Tuesday, 19 January 2010

Up in the Air (2009)














* * * * *


(2009, Dir. Jason Reitman)

Up in the Air is something for our, and all, time. Its message has as much to do with the particularity of the recession as it does with the universality of loneliness and companionship (love is sparingly written into this film). As if a spoof of his own smooth formula, George Clooney delivers a truly career-defining performance, provoking more comedy and sympathy than would seem possible for a middle-aged bachelor who has willfully ostracised family and friends from his life of plush homelessness.

Clooney plays the corporate downsizer, Ryan Bingham, thriving amid the smithereens of capitalism: an all too appropriate and familiar depiction of the world as it is right now for a disappointingly sporadic audience on opening night at my local Odeon. Bingham is always on the move, charming the pants off disposable women and easing the pain for disposed-of workforces. He is a Demosthenes (without the stutter) for the credit-crunch-era, paid to fly around the US and let people down gently; to inspire faint glimmers of hope for the men and women who have lost their jobs and who, in each interview, either deliberately avoid or stare right through the camera lens at us, bereft of everything except despair.

The two supporting actresses could not be better casted. Vera Farminga was nominated for a Golden Globe for her outstanding performance. She plays Alex Goran, another business cog wandering alone, even defining herself over the phone to Bingham thus: "Just think of me as you, but with a vagina". We do not know much more about her than this, with the plot centering around Bingham. When Alex begins sleeping with him, it is an implicitly acknowledged, fun and physical, hotel-affair.

Meanwhile Anna Kendrick is casted brilliantly as the sensitive but determined Natalie Keener, a novice whose business plan is about to alter Bingham's lifestyle; the company will soon make people redundant by web cam in order to cut expenditure on flights. After remonstrating with his boss (Jason Bateman), Bingham is told to take Natalie on his travels and show her the soul-destroying ropes of the industry. While on the road / up in the air, Natalie's long term boyfriend ditches her, causing an outburst of emotion witnessed by both Alex and Bingham. This leads to a very amusing collision of philosophies on romance when the two opportunists try to console her.

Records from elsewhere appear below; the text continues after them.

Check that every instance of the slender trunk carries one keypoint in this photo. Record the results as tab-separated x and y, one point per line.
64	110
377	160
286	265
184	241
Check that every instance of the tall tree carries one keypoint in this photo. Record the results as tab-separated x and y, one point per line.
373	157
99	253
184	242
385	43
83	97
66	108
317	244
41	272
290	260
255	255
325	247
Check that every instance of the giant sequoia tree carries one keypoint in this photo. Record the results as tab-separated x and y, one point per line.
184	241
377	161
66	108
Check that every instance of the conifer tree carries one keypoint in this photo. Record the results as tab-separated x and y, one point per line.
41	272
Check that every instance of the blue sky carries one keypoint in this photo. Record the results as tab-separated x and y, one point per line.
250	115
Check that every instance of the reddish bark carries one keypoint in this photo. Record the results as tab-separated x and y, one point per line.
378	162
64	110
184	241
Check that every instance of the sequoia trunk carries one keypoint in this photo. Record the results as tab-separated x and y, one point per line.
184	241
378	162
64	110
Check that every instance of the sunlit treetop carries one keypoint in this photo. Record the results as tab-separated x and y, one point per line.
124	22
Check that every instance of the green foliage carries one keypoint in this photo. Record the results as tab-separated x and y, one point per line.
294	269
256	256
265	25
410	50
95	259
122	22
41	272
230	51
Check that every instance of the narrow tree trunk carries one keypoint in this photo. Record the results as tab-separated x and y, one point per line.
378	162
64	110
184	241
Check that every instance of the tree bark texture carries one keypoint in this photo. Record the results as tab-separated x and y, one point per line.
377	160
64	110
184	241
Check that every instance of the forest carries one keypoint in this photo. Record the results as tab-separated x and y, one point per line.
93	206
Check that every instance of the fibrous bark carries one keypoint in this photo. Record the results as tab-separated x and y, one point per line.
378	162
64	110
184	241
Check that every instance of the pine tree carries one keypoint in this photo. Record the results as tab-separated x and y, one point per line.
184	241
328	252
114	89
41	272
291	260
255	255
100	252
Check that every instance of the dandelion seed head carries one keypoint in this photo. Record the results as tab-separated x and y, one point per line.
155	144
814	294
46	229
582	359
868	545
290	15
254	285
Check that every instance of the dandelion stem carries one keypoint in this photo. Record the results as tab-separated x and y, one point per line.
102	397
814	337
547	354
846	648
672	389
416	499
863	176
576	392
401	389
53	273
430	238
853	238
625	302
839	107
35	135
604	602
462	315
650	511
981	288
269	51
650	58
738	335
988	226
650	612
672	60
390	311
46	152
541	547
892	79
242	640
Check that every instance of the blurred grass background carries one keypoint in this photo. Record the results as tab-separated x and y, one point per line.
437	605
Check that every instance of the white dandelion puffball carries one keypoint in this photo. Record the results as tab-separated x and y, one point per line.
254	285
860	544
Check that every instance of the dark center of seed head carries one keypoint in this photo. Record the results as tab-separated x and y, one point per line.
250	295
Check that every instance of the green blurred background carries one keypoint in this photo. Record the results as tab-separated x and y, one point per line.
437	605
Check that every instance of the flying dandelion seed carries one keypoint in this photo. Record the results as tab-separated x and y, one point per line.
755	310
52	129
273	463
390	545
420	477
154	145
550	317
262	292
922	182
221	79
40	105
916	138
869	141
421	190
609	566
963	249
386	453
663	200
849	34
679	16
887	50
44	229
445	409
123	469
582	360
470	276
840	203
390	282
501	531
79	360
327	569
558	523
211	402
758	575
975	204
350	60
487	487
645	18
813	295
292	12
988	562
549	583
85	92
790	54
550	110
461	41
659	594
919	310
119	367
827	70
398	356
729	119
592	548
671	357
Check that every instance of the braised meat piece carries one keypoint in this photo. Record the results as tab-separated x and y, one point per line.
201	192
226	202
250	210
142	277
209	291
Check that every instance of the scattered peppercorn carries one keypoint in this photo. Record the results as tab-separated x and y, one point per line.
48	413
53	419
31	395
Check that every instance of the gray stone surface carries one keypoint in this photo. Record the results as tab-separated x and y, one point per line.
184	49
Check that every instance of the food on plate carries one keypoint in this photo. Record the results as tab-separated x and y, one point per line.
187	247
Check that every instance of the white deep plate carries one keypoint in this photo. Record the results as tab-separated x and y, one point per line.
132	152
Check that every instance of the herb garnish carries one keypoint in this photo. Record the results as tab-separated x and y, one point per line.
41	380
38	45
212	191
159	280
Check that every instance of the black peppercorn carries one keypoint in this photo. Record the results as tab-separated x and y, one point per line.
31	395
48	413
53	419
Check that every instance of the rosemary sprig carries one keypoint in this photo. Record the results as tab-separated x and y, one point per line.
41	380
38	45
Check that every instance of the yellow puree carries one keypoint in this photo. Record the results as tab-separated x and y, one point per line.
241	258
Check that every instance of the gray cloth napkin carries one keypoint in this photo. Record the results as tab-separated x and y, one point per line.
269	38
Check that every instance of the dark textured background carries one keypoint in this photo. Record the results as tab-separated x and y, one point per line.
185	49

Steadily a motif emerges, as Bingham makes various motivational speeches in which he romanticises the prospect of travel and job-flexibility with an emotional-baggage analogy. The repeated distinction between weight and lightness bears resemblance to Milan Kundera's dilemma in his most celebrated novel, The Unbearable Lightness of Being: is it better to live life in the perpetual fast lane or to negotiate a perceived destination carefully? By the end of the film, the answer seems to be the latter, but the door is cleverly left open by the plot's most profound irony; that when Bingham falls for Alex having been constantly reminded of the importance of companionship by the hilarious cardboard cut-out of his sister and her fiance, and by Natalie's personal life, the comfort-zone of intimacy he believes he has discovered - that he has begun to believe in anything other than opportunism - may be the becoming of his humanity, yet it proves to be the undoing of any happiness. This is cinematographised with elegance and subtlety, when for instance, at yet another airport terminal, the quiet, rumoring audio and a slow zoom transform a strapping George Clooney and his fashionable suitcase into trivial and desolate figures. And then Bingham speaks futilely, as opposed to calling out, to an already departed Alex, "I'm alone". In these final phases of the film, a wedding, a dejecting Elliot Smith soundtrack and a nostalgic return for Bingham to an empty high school that serenades him in silence with old team photographs and trophies, propel this always relevant narrative and its tragic hero towards their inevitable destination: up in the air.

This has to be one of the finest English-language films of the year, capped by a cameo from the immediately recognisable and venerable Sam Elliott (The Big Lebowski). All have played their part in welding the ingredients for what should be a rom-com into a social commentary that is utterly compelling and serious. This movie demands several sittings and deserves the silverware it will surely reap at next month's Academy Awards. Five indefatigable stars.

1 comment:

  1. 5 stars indeed. perhaps even better the second time round - or was it the company?